Erika is a wife, mom and author of the [another!] mommy blog, Cole Train of Thought. She has a three year old son, a one year old daughter and a stay at home husband. She hasn’t yet found anything that covers the grey completely, but blogging helps. And she’s completely willing to admit that the three year old calls the shots. . .always.
When Diana asked for guest bloggers, I jumped. I love Hormonal Imbalances. I love it because Diana always manages to say what I’m thinking; especially when I don’t want to say it. Having been a SAHM for over 2 years, I’ve recently gone back to work, and I’ve really appreciated living the SAHM-life vicariously though Diana.
And, yes. I miss it. But I suppose that’s a case of greener grass. And a story for another day.
Tomorrow, we start daycare. My three year old son, Cole and one year old daughter, Matilda, will start their transition from in-the-home-care by attending a day care center two days a week. And Bill, my husband, is just pouring positivity all over the place by thinking my sweet babies will transition easily from the one-of-a-kind care only a mother can give. Okay, the care of a mommy . . .and since I’ve been working. . .the care of a stay at home daddy (Right? Am I the luckiest ever?!?).
I’m an educated woman. I get it. I know my children really need interaction with other children. And because we don’t have a ton of opportunity in my area for playgroups, daycare will be perfect. It will be days filled with other kids, pulling hair and grabbing toys, swapping germs, and 20-minute activities that have been established by people with degrees in things like “Living Sanely with Two-Year Olds and Still Managing to Shower Daily”. Degrees in things that I clearly know nothing about.
So I have decided to trust my inner mommy-ness, to get it together, and hop on the daycare bandwagon. And in preparation, I have created my 10 Commandments to Starting Daycare.
A first-timer’s 10 Commandments to Starting Daycare
I – Thy will not be fooled to think the morning will go as planned. This is for everyone’s benefit. I will, however, try my hardest to control every part of the morning. I will make breakfast. I will feed them. I will choose their clothes. I will dress them. I will pack every. single. item. that I could possibly think they might need. And then I’ll label it. Twice.
II – Thy will not wear mascara. Enough said.
III – Thy will not compare myself to the staff or the staff to me. This is two-fold. Firstly, I won’t compare because they can’t take the place of the mommy (repeat until you believe it, repeat, repeat). But more importantly, I won’t compare myself to them in the way they’re able (and actually prefer) to surround themselves with gaggles of small children and somehow don’t lose their minds. Because I only have two. And most days? It requires wine.

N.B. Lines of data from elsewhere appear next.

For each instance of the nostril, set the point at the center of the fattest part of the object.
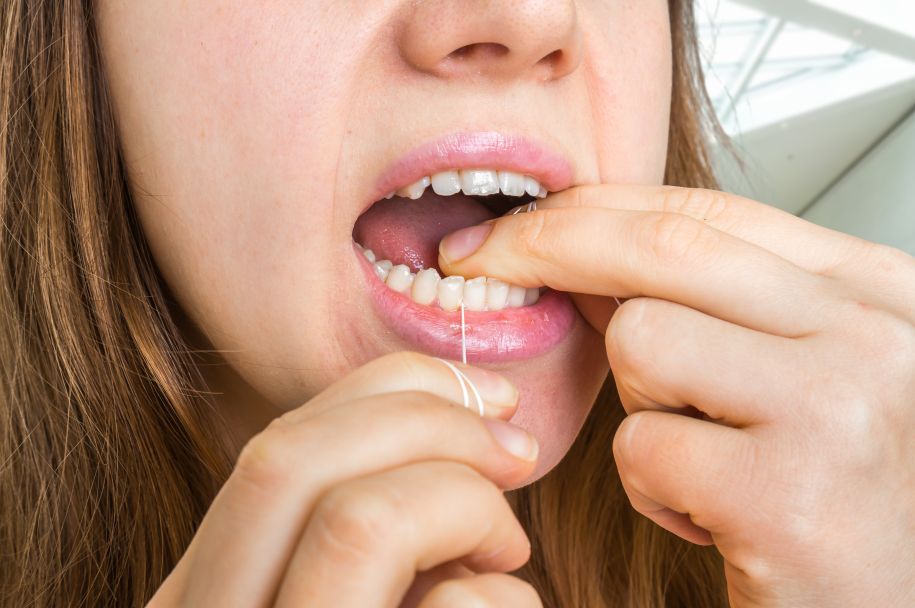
(553, 58)
(479, 50)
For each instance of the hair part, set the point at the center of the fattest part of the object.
(107, 462)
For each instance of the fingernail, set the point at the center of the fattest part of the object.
(495, 389)
(515, 440)
(461, 244)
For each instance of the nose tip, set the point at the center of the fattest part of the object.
(536, 39)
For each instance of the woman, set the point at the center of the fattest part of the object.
(214, 395)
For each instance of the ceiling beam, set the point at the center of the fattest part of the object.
(838, 23)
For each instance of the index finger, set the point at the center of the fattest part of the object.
(626, 254)
(812, 247)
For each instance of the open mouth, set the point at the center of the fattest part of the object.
(399, 236)
(458, 181)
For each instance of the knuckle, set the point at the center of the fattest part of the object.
(357, 521)
(675, 239)
(707, 205)
(480, 592)
(455, 592)
(625, 443)
(626, 333)
(264, 462)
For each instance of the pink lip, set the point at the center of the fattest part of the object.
(512, 334)
(477, 150)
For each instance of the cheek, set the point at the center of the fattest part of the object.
(230, 118)
(630, 70)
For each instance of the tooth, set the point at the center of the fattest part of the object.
(416, 189)
(450, 293)
(382, 268)
(479, 182)
(531, 296)
(446, 183)
(400, 278)
(425, 287)
(496, 294)
(531, 186)
(475, 294)
(512, 184)
(516, 296)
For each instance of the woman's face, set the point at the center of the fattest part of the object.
(257, 133)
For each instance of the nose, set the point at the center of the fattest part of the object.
(500, 39)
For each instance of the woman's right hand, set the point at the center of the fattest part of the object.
(343, 501)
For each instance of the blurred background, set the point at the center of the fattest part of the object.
(819, 96)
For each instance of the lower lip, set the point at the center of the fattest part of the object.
(512, 334)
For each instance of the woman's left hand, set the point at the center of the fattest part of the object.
(795, 343)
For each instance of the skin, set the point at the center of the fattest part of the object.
(246, 125)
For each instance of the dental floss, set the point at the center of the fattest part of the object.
(465, 382)
(463, 336)
(461, 377)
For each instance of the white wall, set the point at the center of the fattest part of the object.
(876, 199)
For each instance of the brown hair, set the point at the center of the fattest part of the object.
(106, 465)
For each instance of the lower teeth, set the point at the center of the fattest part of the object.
(426, 287)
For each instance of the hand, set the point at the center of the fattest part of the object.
(788, 351)
(341, 501)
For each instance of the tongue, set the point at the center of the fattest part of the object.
(408, 232)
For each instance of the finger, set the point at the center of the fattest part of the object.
(665, 355)
(631, 253)
(807, 245)
(253, 525)
(368, 537)
(410, 371)
(688, 466)
(482, 590)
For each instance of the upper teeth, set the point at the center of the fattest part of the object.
(473, 182)
(427, 287)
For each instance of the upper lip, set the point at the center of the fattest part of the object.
(477, 150)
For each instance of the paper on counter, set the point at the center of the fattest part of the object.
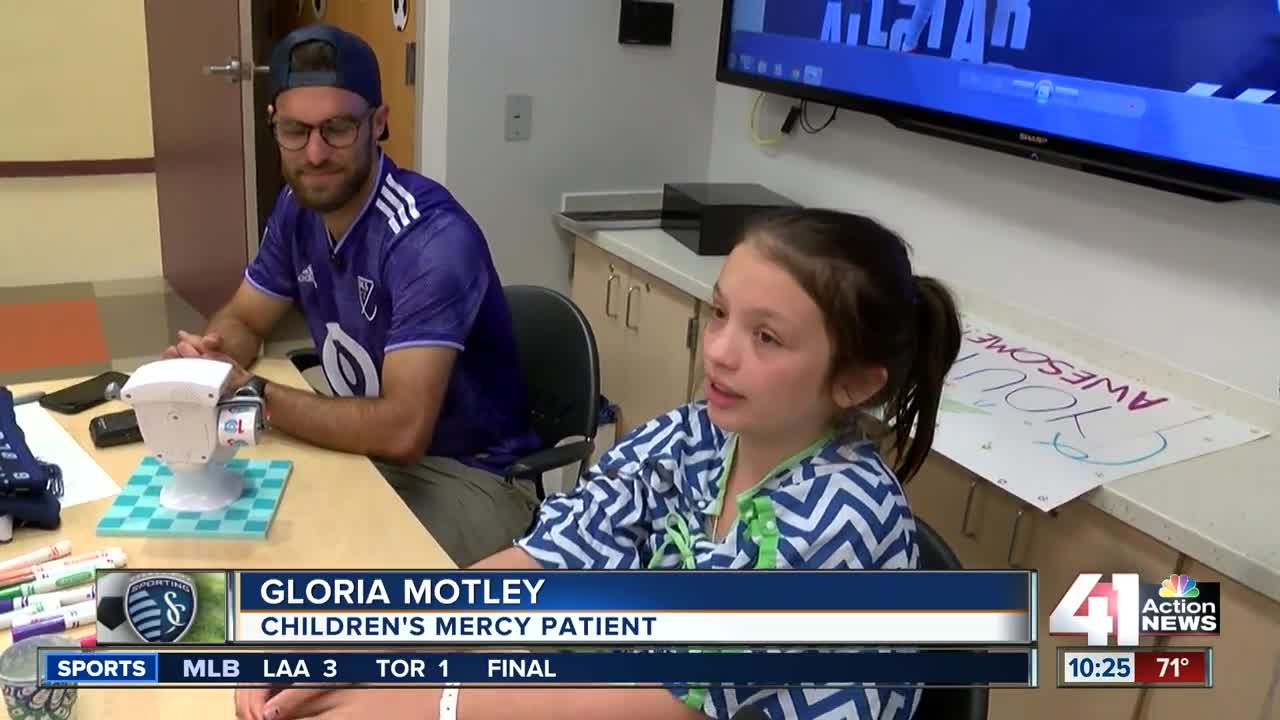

IV – Thy will try really, really hard not to bathe them immediately after coming home. But I can’t promise anything.
V – Thy will not decorate my office in arts and crafts from daycare. At least not immediately. No, that’s a lie. I probably will. Starting the day after tomorrow.
VI– Thy will not hover. You know that scene in Finding Nemo, where the dad is telling the stingray-teacher all of Nemo’s idiosyncrasies? And the stingray-teacher is trying to get away, and Nemo is totally embarrassed and really the dad just looks like this insane control-freak-panicky-anxiety-prone-parent? Yeah. I’m not like that at all.
VII– Thy will not phone the daycare unless it is an emergency. Although, wouldn’t it be nice if they had a live webcam on their website like some of those doggy daycare places do? Hmmm. . .maybe they have a suggestion box.
VIII – Thy will try to be better about keeping to their new schedule. Naptimes, bedtimes, lunchtimes need to be in sync with their everyday schedule; and no longer with mine.
IX – Thy won’t take it personally when they love school, as they inevitably will. Of course they’re going to love it. We researched and chose a place that is perfect for them. And who wouldn’t love playing with friends all day with a bunch of new toys, and something new to smear every 20 minutes? Their love of school has nothing to do with my success as their first teacher. I need to remember this.
X – Thy will not feel guilty for going back to work. If I ruled the world, I would be a SAHM forever but that’s not our reality. I have been very fortunate to have been able to stay home while I could, and now I need to embrace my life as a working mom and not look back. Daycare is a baby step. But the rest truly comes from realizing that I need to be the best parent I can be and I can’t focus on being a great parent while I’m wrestling with unnecessary guilt. End. Of. Story. And daycare is fantastic. It’ll be a ton of fun for them, while allowing me to focus on my contribution as a working adult.
Ahhhh. . .say it with me. . .a working adult. I might just get used to the sound of that.